Some of the conditions Wijnland’s laparoscopic surgeons can identify and treat through this procedure include:
Find out more about some of these conditions and how endoscopic surgery can help:
Abdominal adhesions are areas where scar tissue has formed inside the body, often between the pelvic organs and abdominal wall. This can occur as a result of abdominal surgery, trauma, or some infections. You may have no detectable symptoms at all, or might experience (sometimes severe) abdominal pain. These abdominal adhesions can also be the underlying cause of infertility.
Laparoscopy can help to confirm and release abdominal adhesions through a process known as abdominal adhesiolysis. Aside from increasing your chances of getting pregnant, abdominal laparoscopy can also remove the bowel pain often associated with abdominal adhesions.
Laparoscopic surgery for the removal of ovarian cysts or masses offers much faster recovery times compared with open surgery, and is of course far less invasive. It can be used to alleviate the symptoms associated with conditions such as PCOS – Polycystic Ovarian Syndrome – or when cysts are growing and/or have the potential to become cancerous.
The aim is always to help preserve the patient’s fertility. It is important to note, however, that a cystectomy can have an impact on your egg count, so our fertility experts will advise you whether it’s the right choice for your unique situation or not.
A laparoscopic patency test is used to determine whether the fallopian tubes are blocked or clear (tubal patency). This is often done with the aid of a special dye which is injected through the fallopian tubes.
Some women who undergo a Caesarean section when giving birth may suffer damage to and/or thinning of the muscle of the uterus, which makes falling pregnant again difficult. This defect (called a uterine niche or isthmocele) can usually be detected on an ultrasound, and repaired through laparoscopy. This involves removing the defect, and then carefully re-suturing the uterus.
Endometriosis is a condition which can affect the ovaries, fallopian tubes, and pelvic tissue, wherein the lining of the uterus (the endometrium) grows outside of the uterine cavity. These implants cause inflammation, and often severe pain as well as menstrual irregularities, and can lead to difficulty getting pregnant.

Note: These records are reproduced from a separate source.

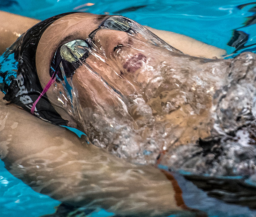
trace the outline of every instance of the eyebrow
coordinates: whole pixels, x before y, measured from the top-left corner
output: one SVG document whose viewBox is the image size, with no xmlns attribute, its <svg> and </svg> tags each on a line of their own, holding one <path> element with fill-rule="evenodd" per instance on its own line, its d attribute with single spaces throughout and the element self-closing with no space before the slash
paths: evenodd
<svg viewBox="0 0 256 217">
<path fill-rule="evenodd" d="M 57 47 L 58 47 L 61 45 L 63 45 L 64 44 L 69 42 L 70 40 L 78 39 L 77 38 L 79 37 L 79 32 L 78 31 L 75 31 L 71 33 L 63 38 L 58 43 Z"/>
<path fill-rule="evenodd" d="M 97 17 L 93 19 L 93 21 L 96 24 L 100 22 L 101 23 L 103 22 L 108 16 L 108 15 L 104 14 L 98 15 Z"/>
</svg>

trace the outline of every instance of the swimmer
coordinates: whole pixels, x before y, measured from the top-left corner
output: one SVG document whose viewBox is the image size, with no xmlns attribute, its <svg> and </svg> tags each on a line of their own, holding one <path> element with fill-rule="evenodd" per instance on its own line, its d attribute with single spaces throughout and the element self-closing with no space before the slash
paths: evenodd
<svg viewBox="0 0 256 217">
<path fill-rule="evenodd" d="M 9 20 L 23 19 L 3 14 Z M 1 35 L 9 43 L 13 40 Z M 4 96 L 0 92 L 0 98 Z M 1 159 L 11 173 L 36 191 L 66 205 L 101 207 L 126 216 L 165 216 L 182 210 L 185 215 L 193 211 L 203 216 L 186 207 L 178 186 L 156 168 L 128 163 L 5 102 L 0 101 Z"/>
<path fill-rule="evenodd" d="M 253 80 L 254 55 L 193 57 L 121 16 L 60 16 L 30 29 L 4 55 L 19 53 L 24 60 L 16 78 L 3 78 L 6 99 L 42 118 L 77 127 L 95 144 L 132 162 L 213 175 L 254 173 L 254 148 L 245 148 L 239 138 L 253 129 L 252 96 L 241 91 Z M 29 86 L 33 80 L 32 85 L 40 85 Z M 229 91 L 234 99 L 226 97 Z M 248 102 L 240 104 L 241 99 Z M 245 139 L 253 142 L 250 135 Z M 246 157 L 231 165 L 227 160 L 239 154 L 227 156 L 232 145 Z"/>
</svg>

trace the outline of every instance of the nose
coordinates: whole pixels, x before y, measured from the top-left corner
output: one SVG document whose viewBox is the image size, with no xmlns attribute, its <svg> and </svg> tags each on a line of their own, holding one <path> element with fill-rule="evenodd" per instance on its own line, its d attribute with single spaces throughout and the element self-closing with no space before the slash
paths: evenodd
<svg viewBox="0 0 256 217">
<path fill-rule="evenodd" d="M 95 33 L 93 37 L 96 45 L 102 47 L 106 57 L 108 58 L 112 57 L 117 46 L 128 43 L 128 33 L 122 31 L 100 29 Z"/>
</svg>

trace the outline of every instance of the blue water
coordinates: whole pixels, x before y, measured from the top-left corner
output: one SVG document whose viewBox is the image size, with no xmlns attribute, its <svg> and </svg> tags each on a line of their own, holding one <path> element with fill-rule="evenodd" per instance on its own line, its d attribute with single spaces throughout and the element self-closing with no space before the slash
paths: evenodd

Laparoscopic endometriosis surgery can be extremely beneficial for women who suffer from endometriosis and wish to conceive, especially when combined with hormone therapy and IVF (in vitro fertilisation). In severe cases which require more extensive surgery, Wijnland’s fertility surgeons will walk you through your options to preserve your chances of having a baby.

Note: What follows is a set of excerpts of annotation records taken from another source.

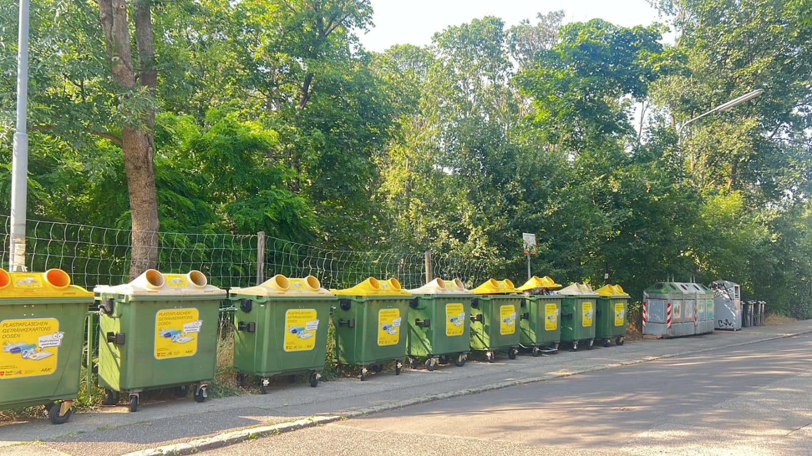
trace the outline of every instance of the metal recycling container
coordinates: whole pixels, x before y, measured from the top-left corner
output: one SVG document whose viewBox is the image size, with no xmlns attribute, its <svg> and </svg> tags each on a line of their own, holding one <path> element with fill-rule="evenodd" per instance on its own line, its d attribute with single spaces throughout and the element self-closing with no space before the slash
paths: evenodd
<svg viewBox="0 0 812 456">
<path fill-rule="evenodd" d="M 358 378 L 365 380 L 367 368 L 377 372 L 385 363 L 395 361 L 395 375 L 400 375 L 406 353 L 403 322 L 408 319 L 412 294 L 394 277 L 369 277 L 351 288 L 331 291 L 339 297 L 333 311 L 339 368 L 361 366 Z"/>
<path fill-rule="evenodd" d="M 45 405 L 51 423 L 67 421 L 93 303 L 93 294 L 61 269 L 0 269 L 0 410 Z"/>
<path fill-rule="evenodd" d="M 520 331 L 519 310 L 523 299 L 508 279 L 489 279 L 472 290 L 477 296 L 471 303 L 471 349 L 485 351 L 489 363 L 495 351 L 508 349 L 508 357 L 518 353 Z"/>
<path fill-rule="evenodd" d="M 217 364 L 220 302 L 226 290 L 200 271 L 163 274 L 147 269 L 129 283 L 93 289 L 99 303 L 99 386 L 104 403 L 127 392 L 130 411 L 145 389 L 177 387 L 205 400 Z"/>
<path fill-rule="evenodd" d="M 630 296 L 620 285 L 604 285 L 595 293 L 600 295 L 595 312 L 595 338 L 603 339 L 603 346 L 609 346 L 613 340 L 616 345 L 623 345 Z"/>
<path fill-rule="evenodd" d="M 561 301 L 561 342 L 570 342 L 572 351 L 579 344 L 592 350 L 595 342 L 595 306 L 598 295 L 585 283 L 572 283 L 558 291 Z"/>
<path fill-rule="evenodd" d="M 738 283 L 717 280 L 710 284 L 714 302 L 714 328 L 741 329 L 741 288 Z"/>
<path fill-rule="evenodd" d="M 693 283 L 697 292 L 697 315 L 698 327 L 697 333 L 707 334 L 714 330 L 713 290 L 702 283 Z"/>
<path fill-rule="evenodd" d="M 471 350 L 468 316 L 473 293 L 460 279 L 440 277 L 409 292 L 414 295 L 409 304 L 406 338 L 409 365 L 417 368 L 420 356 L 426 358 L 424 365 L 430 371 L 438 363 L 452 359 L 457 366 L 464 366 Z"/>
<path fill-rule="evenodd" d="M 542 351 L 556 351 L 561 342 L 562 297 L 552 295 L 551 290 L 561 288 L 549 276 L 533 276 L 516 288 L 525 293 L 520 310 L 520 342 L 529 348 L 533 356 Z"/>
<path fill-rule="evenodd" d="M 231 288 L 234 313 L 234 369 L 237 383 L 245 375 L 260 377 L 260 392 L 268 392 L 270 377 L 305 374 L 316 387 L 327 354 L 330 310 L 335 295 L 308 276 L 277 274 L 257 286 Z"/>
</svg>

A hysterectomy, or complete removal of the uterus, is sometimes necessary due to issues such as a prolapsed uterus, cervical, uterine or ovarian cancer, or pelvic inflammatory disease which is not responding to treatment.

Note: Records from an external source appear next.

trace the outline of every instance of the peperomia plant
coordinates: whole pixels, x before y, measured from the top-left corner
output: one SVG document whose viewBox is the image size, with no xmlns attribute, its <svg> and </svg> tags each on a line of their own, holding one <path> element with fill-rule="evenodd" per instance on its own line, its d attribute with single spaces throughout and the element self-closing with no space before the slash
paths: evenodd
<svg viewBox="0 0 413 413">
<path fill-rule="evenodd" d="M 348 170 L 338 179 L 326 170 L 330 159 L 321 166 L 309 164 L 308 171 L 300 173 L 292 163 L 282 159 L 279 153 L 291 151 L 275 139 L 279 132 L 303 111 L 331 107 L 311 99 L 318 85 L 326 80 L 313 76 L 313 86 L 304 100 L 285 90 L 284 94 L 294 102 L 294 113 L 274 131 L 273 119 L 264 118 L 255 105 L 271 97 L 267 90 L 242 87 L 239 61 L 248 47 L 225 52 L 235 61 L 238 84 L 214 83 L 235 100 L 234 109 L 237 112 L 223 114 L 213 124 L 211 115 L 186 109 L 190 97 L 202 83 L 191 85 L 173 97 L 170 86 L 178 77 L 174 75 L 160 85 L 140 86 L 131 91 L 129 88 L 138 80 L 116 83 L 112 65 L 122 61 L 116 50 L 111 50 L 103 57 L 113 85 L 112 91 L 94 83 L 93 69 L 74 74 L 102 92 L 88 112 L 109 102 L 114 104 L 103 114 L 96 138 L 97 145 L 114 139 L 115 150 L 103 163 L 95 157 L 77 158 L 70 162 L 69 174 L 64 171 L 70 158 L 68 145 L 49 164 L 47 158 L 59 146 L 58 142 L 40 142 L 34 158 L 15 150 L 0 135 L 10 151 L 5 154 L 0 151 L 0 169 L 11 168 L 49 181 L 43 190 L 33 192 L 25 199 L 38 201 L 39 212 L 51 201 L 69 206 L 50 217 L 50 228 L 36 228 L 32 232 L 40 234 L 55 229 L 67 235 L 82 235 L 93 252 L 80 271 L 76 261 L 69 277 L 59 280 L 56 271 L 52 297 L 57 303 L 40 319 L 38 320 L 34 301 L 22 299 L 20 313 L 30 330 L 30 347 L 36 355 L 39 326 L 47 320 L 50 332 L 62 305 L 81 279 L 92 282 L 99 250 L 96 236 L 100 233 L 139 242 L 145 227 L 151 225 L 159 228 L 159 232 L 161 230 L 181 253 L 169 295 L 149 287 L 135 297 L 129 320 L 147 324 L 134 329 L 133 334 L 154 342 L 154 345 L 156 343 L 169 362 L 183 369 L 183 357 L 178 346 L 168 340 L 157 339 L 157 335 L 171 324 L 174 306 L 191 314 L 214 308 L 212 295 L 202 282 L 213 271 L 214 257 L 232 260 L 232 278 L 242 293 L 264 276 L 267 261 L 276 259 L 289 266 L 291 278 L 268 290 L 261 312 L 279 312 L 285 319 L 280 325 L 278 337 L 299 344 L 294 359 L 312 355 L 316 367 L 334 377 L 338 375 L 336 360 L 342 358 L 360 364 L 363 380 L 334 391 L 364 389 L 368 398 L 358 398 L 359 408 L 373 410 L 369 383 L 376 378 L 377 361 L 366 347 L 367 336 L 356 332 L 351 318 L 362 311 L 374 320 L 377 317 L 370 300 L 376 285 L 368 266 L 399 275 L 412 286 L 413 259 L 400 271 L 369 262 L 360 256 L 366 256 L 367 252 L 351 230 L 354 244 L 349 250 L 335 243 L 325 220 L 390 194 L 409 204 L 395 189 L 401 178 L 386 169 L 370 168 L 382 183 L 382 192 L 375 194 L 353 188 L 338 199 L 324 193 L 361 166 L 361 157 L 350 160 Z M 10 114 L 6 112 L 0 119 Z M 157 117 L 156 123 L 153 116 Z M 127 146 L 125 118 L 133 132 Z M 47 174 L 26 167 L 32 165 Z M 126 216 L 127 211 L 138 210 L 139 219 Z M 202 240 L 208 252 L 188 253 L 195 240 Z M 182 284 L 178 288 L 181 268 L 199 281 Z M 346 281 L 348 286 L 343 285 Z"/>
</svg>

Laparoscopic hysterectomy is currently regarded as the safest and most advanced method to perform a hysterectomy, as your surgeon has a full view of the surrounding organs throughout the procedure. Some additional benefits include fewer complications, less pain and blood loss, and a decreased chance of infection.
Also known as a tubal ligation reversal or tubal re-anastomosis, this procedure involves using a laparoscope to perform microsurgery on the fallopian tubes, removing the section blocked during sterilisation and reconnecting them (re-anastomosis).
While this procedure is incredibly advanced, (between 50 to 80% of women who undergo sterilisation reversal go on to have healthy pregnancies) it is important to be aware that it may not always be successful, especially in older women, or when there is not sufficient healthy fallopian tube remaining.